İŞE ALIMLARDA MÜLAKATI KALDIRACAĞIZ
Kamuda işe alımlarda mülakat sistemine son vereceğiz. Mülakat olmuş particilik aracı, mülakat olmuş kimi toplum kısımlarını dışlama aracı, mülakat olmuş eş, dost, ahbap kayırma aracı. Onun adamı, şunun yakını, bu partiden demeyeceğiz. Liyakata ve bilgiye paha vereceğiz.
ZİHNİYETLER BU
Kanal İstanbul üzere etraf tesirini bile yanlışsız düzgün ölçmedikleri rant projeleriyle yatıp kalkıyorlar. Zihniyet bu. Bunlardan evvel yapmamız gereken çok iş var. Sarsıntıya hazırlık, tarımda sulama projeleri üzere. Ayrıyeten ülkemizin limanlarını büyütmemiz gerekiyor. Limanlarla demiryollarının temaslarının kurulması gerekiyor. Doğudan batıya, kuzeyden güneye yük nakliyatını demiryollarıyla sağlayacağız.
ERDOĞAN NE DEMİŞTİ?
Erdoğan şunları kaydetmişti: “Önümüzde bizim en büyük proje, benim ‘Çılgın Projem’ dediğim, Kanal İstanbul Projesi’dir. Şu anda Kanal İstanbul Projesi ile ilgili de ağır bir formda talepler artıyor.
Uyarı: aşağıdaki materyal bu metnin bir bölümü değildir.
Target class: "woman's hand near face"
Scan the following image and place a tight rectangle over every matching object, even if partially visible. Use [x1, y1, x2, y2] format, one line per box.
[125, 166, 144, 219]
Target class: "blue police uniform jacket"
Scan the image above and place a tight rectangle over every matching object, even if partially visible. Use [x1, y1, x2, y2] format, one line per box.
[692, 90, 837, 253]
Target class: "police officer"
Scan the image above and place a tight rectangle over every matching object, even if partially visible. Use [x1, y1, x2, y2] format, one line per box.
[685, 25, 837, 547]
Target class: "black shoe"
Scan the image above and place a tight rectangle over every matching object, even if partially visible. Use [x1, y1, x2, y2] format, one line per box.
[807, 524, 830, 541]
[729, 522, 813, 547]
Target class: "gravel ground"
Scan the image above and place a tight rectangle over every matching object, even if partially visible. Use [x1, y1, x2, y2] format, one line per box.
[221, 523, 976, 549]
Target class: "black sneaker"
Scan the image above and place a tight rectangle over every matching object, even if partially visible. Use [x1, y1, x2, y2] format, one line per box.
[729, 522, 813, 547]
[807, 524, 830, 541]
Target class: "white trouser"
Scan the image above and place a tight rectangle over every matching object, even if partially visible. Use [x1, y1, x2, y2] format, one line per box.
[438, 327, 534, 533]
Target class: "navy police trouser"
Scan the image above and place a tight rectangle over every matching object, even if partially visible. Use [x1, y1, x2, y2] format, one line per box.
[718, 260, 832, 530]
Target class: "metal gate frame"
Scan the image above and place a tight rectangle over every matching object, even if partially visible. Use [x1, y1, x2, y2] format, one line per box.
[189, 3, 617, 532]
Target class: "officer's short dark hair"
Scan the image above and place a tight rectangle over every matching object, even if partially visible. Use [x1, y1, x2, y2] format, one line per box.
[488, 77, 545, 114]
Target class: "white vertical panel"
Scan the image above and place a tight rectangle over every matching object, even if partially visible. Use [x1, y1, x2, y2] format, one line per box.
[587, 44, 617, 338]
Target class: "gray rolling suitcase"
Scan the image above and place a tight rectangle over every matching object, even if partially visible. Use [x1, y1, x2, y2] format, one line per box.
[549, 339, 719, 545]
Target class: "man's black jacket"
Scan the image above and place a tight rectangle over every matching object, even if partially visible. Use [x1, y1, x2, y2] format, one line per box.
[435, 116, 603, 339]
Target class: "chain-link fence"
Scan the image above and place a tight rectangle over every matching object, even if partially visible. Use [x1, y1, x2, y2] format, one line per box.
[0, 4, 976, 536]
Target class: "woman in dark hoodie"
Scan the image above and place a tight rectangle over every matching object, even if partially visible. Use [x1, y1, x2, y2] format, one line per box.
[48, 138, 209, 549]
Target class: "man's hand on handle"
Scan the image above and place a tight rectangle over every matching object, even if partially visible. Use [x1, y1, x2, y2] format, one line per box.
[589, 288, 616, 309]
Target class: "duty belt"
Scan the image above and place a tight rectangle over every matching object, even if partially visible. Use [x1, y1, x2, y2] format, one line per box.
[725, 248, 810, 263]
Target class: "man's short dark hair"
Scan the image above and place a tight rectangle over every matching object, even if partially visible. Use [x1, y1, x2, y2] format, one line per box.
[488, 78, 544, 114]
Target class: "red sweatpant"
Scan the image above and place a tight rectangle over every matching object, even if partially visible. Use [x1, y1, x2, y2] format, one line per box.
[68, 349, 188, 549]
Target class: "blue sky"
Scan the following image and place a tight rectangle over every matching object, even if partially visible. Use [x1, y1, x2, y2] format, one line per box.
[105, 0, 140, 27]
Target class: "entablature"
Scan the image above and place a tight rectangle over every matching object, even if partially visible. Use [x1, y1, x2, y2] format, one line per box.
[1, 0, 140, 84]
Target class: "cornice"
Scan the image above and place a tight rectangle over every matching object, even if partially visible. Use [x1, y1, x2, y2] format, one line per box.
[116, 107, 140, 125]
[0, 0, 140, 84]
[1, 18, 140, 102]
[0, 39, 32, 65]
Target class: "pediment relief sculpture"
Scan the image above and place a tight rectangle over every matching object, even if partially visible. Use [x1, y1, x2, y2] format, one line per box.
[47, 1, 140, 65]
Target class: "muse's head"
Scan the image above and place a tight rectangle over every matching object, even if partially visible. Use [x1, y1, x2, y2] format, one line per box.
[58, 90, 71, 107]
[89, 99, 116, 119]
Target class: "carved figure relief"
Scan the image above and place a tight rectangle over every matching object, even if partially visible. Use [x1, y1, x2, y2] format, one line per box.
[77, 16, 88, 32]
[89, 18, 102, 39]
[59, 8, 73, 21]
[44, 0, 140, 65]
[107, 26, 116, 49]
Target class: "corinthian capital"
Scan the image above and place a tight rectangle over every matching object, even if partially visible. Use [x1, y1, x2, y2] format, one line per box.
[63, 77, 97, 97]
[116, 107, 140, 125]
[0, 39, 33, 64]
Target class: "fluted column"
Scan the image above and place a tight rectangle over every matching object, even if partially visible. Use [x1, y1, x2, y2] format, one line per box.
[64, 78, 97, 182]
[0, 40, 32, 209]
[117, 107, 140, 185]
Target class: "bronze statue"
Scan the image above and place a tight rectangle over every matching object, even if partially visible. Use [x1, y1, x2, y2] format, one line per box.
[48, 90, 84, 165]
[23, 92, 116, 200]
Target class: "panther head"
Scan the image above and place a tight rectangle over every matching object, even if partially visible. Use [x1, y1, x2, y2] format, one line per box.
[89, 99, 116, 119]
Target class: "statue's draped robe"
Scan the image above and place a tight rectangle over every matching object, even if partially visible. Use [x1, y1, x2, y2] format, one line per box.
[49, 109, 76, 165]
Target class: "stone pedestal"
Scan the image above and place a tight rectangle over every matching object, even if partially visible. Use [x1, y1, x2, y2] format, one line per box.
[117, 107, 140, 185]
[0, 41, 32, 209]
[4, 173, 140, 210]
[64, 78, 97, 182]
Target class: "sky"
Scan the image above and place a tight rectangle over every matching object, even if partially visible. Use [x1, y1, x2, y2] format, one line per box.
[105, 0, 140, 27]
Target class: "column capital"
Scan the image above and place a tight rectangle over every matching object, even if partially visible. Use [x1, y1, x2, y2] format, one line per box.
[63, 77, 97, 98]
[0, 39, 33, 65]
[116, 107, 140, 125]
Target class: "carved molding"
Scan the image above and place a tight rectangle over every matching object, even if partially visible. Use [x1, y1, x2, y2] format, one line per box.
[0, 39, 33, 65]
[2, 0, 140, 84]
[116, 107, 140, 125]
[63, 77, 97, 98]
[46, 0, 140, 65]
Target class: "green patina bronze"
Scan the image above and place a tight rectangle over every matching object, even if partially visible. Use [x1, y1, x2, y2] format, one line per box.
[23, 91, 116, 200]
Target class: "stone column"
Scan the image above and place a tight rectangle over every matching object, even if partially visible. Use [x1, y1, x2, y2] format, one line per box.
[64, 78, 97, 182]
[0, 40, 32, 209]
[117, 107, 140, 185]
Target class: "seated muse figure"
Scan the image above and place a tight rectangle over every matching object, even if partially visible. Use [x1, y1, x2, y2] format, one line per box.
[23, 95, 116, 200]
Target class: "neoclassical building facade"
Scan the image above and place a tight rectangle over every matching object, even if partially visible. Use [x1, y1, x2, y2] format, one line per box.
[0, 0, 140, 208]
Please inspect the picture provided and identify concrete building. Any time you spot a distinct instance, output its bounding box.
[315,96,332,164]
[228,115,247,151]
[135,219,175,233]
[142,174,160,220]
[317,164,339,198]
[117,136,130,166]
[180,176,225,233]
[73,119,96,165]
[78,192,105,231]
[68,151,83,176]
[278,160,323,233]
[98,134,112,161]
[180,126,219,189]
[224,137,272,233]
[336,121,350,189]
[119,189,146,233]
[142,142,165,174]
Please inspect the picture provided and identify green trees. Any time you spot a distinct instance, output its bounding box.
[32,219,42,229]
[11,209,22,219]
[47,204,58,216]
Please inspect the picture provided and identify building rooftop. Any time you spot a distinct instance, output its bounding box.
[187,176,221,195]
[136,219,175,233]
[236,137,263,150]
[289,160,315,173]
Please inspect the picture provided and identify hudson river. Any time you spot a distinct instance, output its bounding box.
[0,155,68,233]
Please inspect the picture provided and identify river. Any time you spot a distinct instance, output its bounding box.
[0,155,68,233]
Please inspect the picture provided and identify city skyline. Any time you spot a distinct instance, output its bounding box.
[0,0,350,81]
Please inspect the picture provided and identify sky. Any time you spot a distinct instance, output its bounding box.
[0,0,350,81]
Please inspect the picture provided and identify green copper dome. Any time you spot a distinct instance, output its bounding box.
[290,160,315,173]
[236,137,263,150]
Yerli ve global bunlar var. Dikkat ederseniz şu an prestijiyle yeniden bizim yatırımlarda rastgele bir durma kelam konusu değil. Yatırımlarımız alt yapı, üst yapı olarak devam ediyor. Bunların içerisinde dikkate kıymet, bir numaralı proje, Kanal İstanbul Projesi’dir.”